While in the hospital, she suffered tremendously. I believe that she did work through much of the pain she had experienced in this life so her soul could leave free so she could begin a new adventure in living. While in the hospital, the withdrawal period for her was as bad as any experience of withdrawal, I have ever heard of. It was, of course, so painful to see my own baby sister in this distress. Plus, because of her strength, and her need for independence, she had to have her hands tied down the entire three weeks she was in the hospital, or she would try to leave.
A year after her her death, I still found myself, at times, not believing she was really gone forever as my sister. I still found myself calling to her as I did at the moment of her death: “Please don’t leave, please come back, please don’t leave, please come back, I need you, I want you, and I want you to know how wonderful you are, you never knew this because of the alcohol”. This phrase had been a mantra for me.

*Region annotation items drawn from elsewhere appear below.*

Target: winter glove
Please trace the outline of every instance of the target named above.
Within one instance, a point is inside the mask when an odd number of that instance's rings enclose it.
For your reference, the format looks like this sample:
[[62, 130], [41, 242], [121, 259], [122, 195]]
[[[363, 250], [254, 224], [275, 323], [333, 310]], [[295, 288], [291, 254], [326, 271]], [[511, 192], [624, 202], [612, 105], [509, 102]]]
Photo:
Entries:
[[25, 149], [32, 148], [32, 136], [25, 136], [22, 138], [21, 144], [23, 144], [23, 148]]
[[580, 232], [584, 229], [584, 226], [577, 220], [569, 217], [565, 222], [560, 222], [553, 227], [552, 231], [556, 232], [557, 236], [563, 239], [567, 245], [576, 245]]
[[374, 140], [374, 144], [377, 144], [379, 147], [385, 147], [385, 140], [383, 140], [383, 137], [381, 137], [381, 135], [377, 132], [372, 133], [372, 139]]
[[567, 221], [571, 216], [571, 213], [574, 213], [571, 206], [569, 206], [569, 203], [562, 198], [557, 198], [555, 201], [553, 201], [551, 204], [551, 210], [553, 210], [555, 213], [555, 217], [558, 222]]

But I was able to move through this crisis in such a way, that I am truly more whole and well than before. I still have much pain about her death but I am able to talk about the pain over losing her so early in life (she was only 45); I am able to talk about my sister freely and I know how to deal with this pain when it bubbles up. It comes sometimes in a large way, and sometimes small, much as the waves in the ocean break in small and large patterns. Plus, I have found a way to help others move through times of grief as well.

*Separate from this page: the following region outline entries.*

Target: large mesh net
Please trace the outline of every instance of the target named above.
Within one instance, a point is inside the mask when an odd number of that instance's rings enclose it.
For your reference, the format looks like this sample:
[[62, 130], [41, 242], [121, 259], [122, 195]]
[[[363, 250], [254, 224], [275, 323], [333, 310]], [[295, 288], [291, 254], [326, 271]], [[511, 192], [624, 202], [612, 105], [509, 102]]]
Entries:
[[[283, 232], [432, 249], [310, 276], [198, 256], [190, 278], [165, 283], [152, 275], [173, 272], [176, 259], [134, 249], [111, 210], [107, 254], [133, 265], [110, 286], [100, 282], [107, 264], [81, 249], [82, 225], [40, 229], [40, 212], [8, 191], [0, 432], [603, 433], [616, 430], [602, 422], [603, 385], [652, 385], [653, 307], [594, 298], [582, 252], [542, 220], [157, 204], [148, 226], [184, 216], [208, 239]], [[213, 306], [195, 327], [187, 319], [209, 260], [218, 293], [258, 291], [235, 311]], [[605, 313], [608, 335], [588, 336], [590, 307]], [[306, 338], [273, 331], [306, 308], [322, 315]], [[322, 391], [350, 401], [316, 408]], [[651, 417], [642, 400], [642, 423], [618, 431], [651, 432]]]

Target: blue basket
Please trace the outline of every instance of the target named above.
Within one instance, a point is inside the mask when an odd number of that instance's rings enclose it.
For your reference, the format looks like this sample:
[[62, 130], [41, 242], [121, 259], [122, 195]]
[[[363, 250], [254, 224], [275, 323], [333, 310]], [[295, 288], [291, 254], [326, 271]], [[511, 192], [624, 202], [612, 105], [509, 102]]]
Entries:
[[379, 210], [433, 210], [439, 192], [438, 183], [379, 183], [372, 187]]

Following my sister’s death, with the exception of two close women friends, I was unable to find anyone to really say anything to me that helped the deep and yet invisible wound Linda’s premature death had left in my being. The problem was that because I had no visible tears or rips in my flesh, no one knew of the pain and deep wounding that I was experiencing in my whole being.
I finally called a former therapist in the state of Michigan. (I had moved from Michigan four years before). I thought my extremely gifted therapist would help me process these seeming unbearable feelings. This expectation was wondrously wrong. Paul told me that I needed to secure a copy of the Grief Recovery Handbook, revised edition, by John W. James and Russell Friedman. He advised me to work through the book and as soon as possible to take the Grief Recovery certification training the Grief Recovery Institute offers and begin to help people the world over deal with grief.
I did get the book, I worked through it with my husband and two friends, and then I did the training. I have led grief recovery groups and have counseled many people on grief issues.

The beauty of this program for me is that I have always said my goal as a therapist is for my clients to heal the blocks that would keep them from making their dreams come true. I have discovered that the blocks for probably 95 percent of all people have to do with grief and recovery issues that were never dealt with. I knew Linda had a lot of grief issues to deal with but, try as I may, I was never able to help her get into recovery. Her desire to stop drinking was there 100 percent but her ability to know how to deal with insurmountable grief, the grief that was underneath and driving her need to drink, was absent.

I’m doing all I can to prevent another premature death of a sister, a daughter, a friend, a cousin, a wife, to the grips of addiction. I hope to remove the stigma of addiction, and help the world to know that we all use addictions to medicate the pain we do not know how to deal with that stems from grief and loss. I dedicate my grief work to my sister, Linda, my precious sister whose radiant light went out way too soon. I vow to not let her death be in.